The electric field at a point due to a point charge is $20\,N/C$ and electric potential at that point is $10J/C$ . Calculate the distance of the point from the charge and the magnitude of the charge.

Answer 1

Hint : In this solution, we will use the formula of electric field and electric potential due to a point charge at a distance. We will then take the ratio of these formulae to find the distance of the point from the charge and then its magnitude.
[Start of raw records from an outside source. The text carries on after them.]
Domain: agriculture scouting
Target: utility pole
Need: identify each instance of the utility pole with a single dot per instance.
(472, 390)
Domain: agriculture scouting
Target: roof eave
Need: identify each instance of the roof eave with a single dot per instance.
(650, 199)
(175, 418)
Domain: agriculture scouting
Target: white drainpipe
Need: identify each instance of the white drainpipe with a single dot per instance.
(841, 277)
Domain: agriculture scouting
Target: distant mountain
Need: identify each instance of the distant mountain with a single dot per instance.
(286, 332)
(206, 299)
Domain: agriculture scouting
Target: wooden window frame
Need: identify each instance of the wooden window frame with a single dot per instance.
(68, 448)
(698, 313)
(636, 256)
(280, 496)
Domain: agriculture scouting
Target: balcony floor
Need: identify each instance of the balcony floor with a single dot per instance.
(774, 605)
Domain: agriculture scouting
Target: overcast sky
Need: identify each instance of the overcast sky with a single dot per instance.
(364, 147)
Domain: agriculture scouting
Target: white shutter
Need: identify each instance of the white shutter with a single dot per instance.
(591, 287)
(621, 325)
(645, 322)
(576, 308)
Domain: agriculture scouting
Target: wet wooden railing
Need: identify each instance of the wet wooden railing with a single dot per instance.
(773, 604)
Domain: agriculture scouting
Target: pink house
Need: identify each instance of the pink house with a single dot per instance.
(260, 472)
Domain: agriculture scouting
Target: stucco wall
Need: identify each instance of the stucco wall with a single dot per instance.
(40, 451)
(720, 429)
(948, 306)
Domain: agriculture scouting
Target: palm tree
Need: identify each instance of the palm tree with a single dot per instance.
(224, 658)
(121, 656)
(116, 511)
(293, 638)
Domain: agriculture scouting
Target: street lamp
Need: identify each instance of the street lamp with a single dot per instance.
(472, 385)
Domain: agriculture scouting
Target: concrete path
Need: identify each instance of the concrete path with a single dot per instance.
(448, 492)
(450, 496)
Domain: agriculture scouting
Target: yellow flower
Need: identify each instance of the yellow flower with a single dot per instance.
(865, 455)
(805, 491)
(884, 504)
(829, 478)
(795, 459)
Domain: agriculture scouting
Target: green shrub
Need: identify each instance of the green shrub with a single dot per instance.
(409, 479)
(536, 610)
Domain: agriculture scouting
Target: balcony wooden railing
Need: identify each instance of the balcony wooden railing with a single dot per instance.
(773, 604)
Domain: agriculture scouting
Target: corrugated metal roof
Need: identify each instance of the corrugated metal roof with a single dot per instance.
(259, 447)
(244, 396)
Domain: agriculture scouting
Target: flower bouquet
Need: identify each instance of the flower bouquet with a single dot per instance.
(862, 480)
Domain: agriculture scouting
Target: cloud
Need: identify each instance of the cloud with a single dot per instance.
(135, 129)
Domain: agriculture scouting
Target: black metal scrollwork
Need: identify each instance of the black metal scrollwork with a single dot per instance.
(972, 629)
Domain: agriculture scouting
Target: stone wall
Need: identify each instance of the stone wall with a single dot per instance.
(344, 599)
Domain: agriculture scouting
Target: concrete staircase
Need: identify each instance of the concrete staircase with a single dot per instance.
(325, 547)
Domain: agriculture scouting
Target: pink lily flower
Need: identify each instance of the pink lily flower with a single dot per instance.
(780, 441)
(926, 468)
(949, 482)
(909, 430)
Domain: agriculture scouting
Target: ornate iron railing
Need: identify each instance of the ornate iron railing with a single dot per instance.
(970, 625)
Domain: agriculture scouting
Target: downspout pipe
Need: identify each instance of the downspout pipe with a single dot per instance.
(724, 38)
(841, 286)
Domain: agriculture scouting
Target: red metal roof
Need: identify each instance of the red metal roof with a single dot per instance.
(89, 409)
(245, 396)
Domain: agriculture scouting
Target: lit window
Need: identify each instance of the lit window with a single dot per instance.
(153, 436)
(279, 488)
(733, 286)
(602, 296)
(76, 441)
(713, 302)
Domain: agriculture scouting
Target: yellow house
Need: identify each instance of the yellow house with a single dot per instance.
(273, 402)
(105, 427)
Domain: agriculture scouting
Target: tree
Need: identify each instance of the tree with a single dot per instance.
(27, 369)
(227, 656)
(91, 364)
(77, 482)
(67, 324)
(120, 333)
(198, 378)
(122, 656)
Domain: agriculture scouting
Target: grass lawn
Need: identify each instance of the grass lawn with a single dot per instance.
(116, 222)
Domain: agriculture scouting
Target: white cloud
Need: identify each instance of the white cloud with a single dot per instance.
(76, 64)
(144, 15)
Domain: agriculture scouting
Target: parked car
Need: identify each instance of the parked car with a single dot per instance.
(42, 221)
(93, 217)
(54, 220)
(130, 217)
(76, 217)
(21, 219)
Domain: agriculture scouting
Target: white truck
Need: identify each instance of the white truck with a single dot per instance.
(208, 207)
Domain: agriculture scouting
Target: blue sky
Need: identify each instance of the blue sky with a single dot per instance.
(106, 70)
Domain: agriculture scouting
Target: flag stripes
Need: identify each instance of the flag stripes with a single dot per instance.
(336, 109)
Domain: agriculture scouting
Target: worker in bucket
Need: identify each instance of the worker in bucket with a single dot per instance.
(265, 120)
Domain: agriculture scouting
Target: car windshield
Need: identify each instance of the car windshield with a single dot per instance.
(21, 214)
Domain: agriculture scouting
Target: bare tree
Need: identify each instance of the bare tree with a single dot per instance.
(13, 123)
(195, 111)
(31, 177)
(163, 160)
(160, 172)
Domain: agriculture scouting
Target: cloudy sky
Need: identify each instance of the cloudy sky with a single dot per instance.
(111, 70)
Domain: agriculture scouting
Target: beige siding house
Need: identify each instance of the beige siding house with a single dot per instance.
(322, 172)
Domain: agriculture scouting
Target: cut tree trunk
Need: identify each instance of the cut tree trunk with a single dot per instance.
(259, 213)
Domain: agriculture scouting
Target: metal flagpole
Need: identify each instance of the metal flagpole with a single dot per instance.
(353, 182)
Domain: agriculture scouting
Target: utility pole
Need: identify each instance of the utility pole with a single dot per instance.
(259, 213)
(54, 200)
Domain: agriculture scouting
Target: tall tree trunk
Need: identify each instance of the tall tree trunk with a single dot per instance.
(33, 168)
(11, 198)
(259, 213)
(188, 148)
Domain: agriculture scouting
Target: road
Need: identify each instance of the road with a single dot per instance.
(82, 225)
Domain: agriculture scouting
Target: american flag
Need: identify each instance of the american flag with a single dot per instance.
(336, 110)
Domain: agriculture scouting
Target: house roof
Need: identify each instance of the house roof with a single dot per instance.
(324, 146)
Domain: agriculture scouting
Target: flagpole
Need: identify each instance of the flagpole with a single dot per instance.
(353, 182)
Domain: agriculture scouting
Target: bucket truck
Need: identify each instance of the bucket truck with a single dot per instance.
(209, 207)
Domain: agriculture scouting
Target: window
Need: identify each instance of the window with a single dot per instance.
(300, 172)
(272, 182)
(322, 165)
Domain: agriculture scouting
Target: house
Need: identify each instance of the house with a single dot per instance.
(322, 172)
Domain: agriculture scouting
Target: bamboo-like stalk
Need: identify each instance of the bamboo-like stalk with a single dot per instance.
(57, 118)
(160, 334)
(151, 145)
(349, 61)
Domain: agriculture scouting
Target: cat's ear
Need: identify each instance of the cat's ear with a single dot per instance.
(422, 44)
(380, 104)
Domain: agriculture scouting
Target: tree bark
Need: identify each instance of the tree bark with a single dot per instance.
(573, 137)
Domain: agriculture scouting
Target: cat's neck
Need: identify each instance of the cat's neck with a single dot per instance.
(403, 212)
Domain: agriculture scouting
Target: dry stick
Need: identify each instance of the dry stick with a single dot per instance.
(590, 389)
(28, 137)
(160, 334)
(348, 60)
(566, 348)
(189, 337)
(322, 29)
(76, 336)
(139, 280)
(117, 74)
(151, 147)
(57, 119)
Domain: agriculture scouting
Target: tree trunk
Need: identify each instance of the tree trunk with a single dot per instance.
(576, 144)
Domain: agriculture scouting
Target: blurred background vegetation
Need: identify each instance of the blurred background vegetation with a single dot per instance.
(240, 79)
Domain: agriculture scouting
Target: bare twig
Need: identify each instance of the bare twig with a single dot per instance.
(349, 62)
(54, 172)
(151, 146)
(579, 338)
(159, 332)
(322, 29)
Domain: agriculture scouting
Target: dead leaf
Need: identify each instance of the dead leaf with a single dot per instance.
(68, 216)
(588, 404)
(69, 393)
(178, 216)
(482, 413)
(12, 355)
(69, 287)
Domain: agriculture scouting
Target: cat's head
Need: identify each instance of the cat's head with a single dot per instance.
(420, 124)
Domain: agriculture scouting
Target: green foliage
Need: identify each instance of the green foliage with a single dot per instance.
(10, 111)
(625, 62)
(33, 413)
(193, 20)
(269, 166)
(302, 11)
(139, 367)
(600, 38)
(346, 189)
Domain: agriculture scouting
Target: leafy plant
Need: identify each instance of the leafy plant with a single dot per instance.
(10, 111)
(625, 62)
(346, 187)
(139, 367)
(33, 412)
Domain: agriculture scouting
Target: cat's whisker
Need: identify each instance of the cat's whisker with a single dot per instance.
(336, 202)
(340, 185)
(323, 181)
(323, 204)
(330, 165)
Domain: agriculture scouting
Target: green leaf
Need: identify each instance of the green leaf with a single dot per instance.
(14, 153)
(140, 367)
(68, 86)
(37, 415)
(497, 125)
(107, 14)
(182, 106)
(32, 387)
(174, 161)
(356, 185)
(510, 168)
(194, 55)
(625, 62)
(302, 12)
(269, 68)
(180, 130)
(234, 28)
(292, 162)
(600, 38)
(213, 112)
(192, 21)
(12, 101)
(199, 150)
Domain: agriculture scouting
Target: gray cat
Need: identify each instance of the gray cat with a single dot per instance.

Formula used: In this solution, we will use the following formulae,
Electric field due to a point charge $E = \dfrac{{kq}}{{{r^2}}}$ where $q$ is the magnitude of the charge and $r$ is the distance of the point from the charge
Electric potential due to a point charge $V = \dfrac{{kq}}{r}$

Complete step by step answer
We’ve been given that the electric field at a point due to a point charge is $20\,N/C$ and electric potential at that point is $10J/C$ . We know that the electric field and potential due to a point charge at a distance $r$ can be calculated respectively as
$\Rightarrow E = \dfrac{{kq}}{{{r^2}}}$
And
$\Rightarrow V = \dfrac{{kq}}{r}$
Taking the ratio of both these quantities, we can write
$\Rightarrow \dfrac{E}{V} = \dfrac{{\dfrac{{kq}}{{{r^2}}}}}{{\dfrac{{kq}}{r}}} = \dfrac{1}{r}$
Alternatively, we can write the distance as
$\Rightarrow r = \dfrac{V}{E}$
$\Rightarrow r = \dfrac{{10}}{{20}} = 0.5\,m$
Thus the distance of the point from the charge is $0.5\,m$
Now that we know the distance of the charge and between the point, we can calculate the magnitude of charge using the relation of electric potential as
$\Rightarrow V = \dfrac{{kq}}{r}$
Substituting the value of $k = 9 \times {10^9}$ , and $r = 0.5$ , we get
$\Rightarrow 10 = \dfrac{{9 \times {{10}^9} \times q}}{{0.5}}$
$\therefore q = 0.55 \times {10^{ - 9}}\,C$
Hence the value of the charge is $q = 0.55 \times {10^{ - 9}}\,C$ .

Note
When taking the ratio of electric field and the electric potential, we must be careful that both these quantities are calculated at a point which is at the same distance from the point charge itself. We can alternatively calculate the distance using the formula for the electric field as
$\Rightarrow E = \dfrac{{kq}}{{{r^2}}}$
Substituting the value of $k = 9 \times {10^9}$ , and $r = 0.5$ , we get
$\Rightarrow 20 = \dfrac{{9 \times {{10}^9} \times q}}{{{{0.5}^2}}}$
Which gives us
$\Rightarrow q = 0.55 \times {10^{ - 9}}\,C$.